From: Danny Challis on
Hello everyone,
I need to count the number of times a substring occurs in a string.
I am currently doing this using the scan method, but it is simply too
slow. I feel there should be a faster way to do this since the scan
method is really designed for more advanced things than this. I do not
need to do regex matching or to process the matches, just count
substrings. So what I want is something like this:

s = "you like to play with your yo-yo"
s.magical_count_method("yo") => 4

Once again, what I'm really looking for is something fast. I've tried
using external linux commands such as awk, but that was much much
slower.

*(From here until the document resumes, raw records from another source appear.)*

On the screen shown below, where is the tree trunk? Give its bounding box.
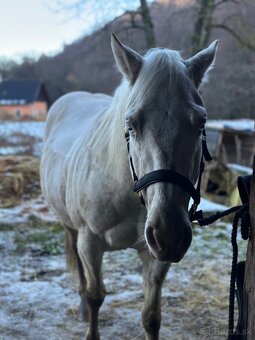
[140,0,156,48]
[191,0,214,54]
[244,157,255,340]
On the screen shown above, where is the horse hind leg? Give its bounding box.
[77,227,105,340]
[65,226,88,321]
[139,251,170,340]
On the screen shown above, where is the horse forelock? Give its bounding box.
[99,48,189,178]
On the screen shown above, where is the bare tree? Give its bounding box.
[50,0,156,48]
[191,0,255,53]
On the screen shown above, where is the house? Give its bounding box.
[0,80,49,120]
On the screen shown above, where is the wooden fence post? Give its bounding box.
[244,157,255,340]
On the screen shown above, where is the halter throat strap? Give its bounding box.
[134,169,200,205]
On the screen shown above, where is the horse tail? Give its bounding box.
[65,226,79,276]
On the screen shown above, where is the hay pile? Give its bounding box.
[0,156,40,208]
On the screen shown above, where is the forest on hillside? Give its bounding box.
[0,0,255,118]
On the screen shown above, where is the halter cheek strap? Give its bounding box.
[125,130,212,221]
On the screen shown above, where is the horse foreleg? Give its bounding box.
[65,226,88,321]
[139,251,170,340]
[78,227,105,340]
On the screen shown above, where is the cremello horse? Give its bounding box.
[41,35,217,339]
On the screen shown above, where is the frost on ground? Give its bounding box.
[0,217,245,340]
[0,122,249,340]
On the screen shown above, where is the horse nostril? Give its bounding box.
[146,226,162,252]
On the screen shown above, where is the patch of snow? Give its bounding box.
[0,196,57,224]
[0,121,45,139]
[198,198,229,212]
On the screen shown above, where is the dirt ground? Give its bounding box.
[0,207,246,340]
[0,122,246,340]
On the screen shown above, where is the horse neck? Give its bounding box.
[95,82,132,185]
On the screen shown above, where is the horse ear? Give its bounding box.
[186,40,219,88]
[111,33,143,85]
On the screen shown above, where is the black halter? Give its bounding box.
[125,129,212,221]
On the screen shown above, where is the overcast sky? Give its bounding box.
[0,0,145,58]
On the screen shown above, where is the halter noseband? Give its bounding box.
[125,129,212,221]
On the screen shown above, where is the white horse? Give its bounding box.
[41,35,218,340]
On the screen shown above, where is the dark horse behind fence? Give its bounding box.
[41,35,217,339]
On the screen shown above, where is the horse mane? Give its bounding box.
[95,48,185,174]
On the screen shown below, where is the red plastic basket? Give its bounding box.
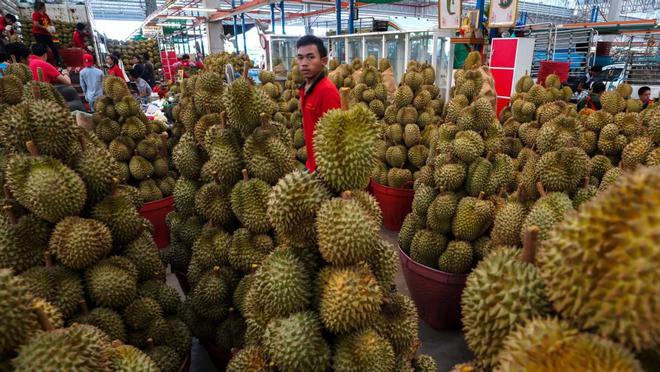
[60,48,85,67]
[140,196,174,249]
[369,179,415,231]
[399,247,467,330]
[537,61,571,85]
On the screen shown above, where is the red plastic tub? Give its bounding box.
[140,196,174,249]
[399,247,467,330]
[369,179,415,231]
[537,61,571,85]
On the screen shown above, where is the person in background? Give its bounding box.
[29,43,71,85]
[129,54,144,79]
[105,54,124,79]
[637,86,654,110]
[5,43,30,65]
[129,70,151,103]
[32,1,62,65]
[80,54,103,112]
[142,53,156,88]
[296,35,341,173]
[577,82,605,111]
[72,22,89,49]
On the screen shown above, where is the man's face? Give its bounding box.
[296,44,328,79]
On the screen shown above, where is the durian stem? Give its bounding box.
[110,177,119,196]
[2,204,18,226]
[536,181,548,196]
[339,87,351,111]
[34,307,55,332]
[521,225,539,265]
[44,252,53,267]
[80,300,89,315]
[25,141,39,156]
[259,112,270,128]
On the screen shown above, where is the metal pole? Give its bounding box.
[280,0,286,35]
[348,0,355,34]
[270,3,275,33]
[231,0,238,54]
[241,0,247,55]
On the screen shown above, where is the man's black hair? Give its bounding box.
[591,81,605,94]
[637,85,651,97]
[31,43,48,57]
[296,35,328,58]
[5,43,30,62]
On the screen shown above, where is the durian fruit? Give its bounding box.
[85,256,138,309]
[0,211,50,274]
[49,217,112,270]
[316,192,379,265]
[5,155,87,223]
[314,90,378,192]
[497,318,642,372]
[264,312,331,371]
[461,228,551,369]
[0,268,40,356]
[539,167,660,351]
[12,325,113,371]
[319,264,382,333]
[332,329,395,371]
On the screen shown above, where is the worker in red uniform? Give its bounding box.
[296,35,341,173]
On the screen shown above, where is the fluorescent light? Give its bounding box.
[181,6,219,13]
[165,16,197,20]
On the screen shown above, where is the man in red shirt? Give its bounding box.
[296,35,341,172]
[30,44,71,85]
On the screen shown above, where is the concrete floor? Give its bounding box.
[167,228,473,372]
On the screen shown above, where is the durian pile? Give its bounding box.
[227,88,437,372]
[204,52,253,79]
[20,18,90,48]
[398,52,506,274]
[0,68,191,371]
[374,61,443,188]
[351,56,390,120]
[92,76,177,202]
[108,38,163,73]
[167,64,295,351]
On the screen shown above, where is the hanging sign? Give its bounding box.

Any ideas?
Thanks,

Danny.
--
Posted via http://www.ruby-forum.com/.

From: Jesús Gabriel y Galán on
On Thu, Jun 24, 2010 at 5:04 PM, Danny Challis <dannychallis(a)gmail.com> wrote:
> Hello everyone,
>   I need to count the number of times a substring occurs in a string.
> I am currently doing this using the scan method, but it is simply too
> slow.  I feel there should be a faster way to do this since the scan
> method is really designed for more advanced things than this.  I do not
> need to do regex matching or to process the matches, just count
> substrings.  So what I want is something like this:
>
> s = "you like to play with your yo-yo"
> s.magical_count_method("yo") => 4
>
> Once again, what I'm really looking for is something fast.  I've tried
> using external linux commands such as awk, but that was much much
> slower. Any ideas?

I don't know how slow is scan for you. An implementation using
String#index and a loop is a little bit faster, but not too much:

require 'benchmark'

TIMES = 100_000
s = "you like to play with your yo-yo"

Benchmark.bmbm do |x|
x.report("scan") do
TIMES.times do
s.scan("yo").size
end
end
x.report("while") do
TIMES.times do
index = -1
count = 0
while (index = s.index("yo", index+1))
count += 1
end
count
end
end
end

$ ruby scan_vs_while.rb
Rehearsal -----------------------------------------
scan 0.560000 0.020000 0.580000 ( 0.585972)
while 0.440000 0.060000 0.500000 ( 0.492969)
-------------------------------- total: 1.080000sec

user system total real
scan 0.510000 0.010000 0.520000 ( 0.519078)
while 0.470000 0.020000 0.490000 ( 0.493562)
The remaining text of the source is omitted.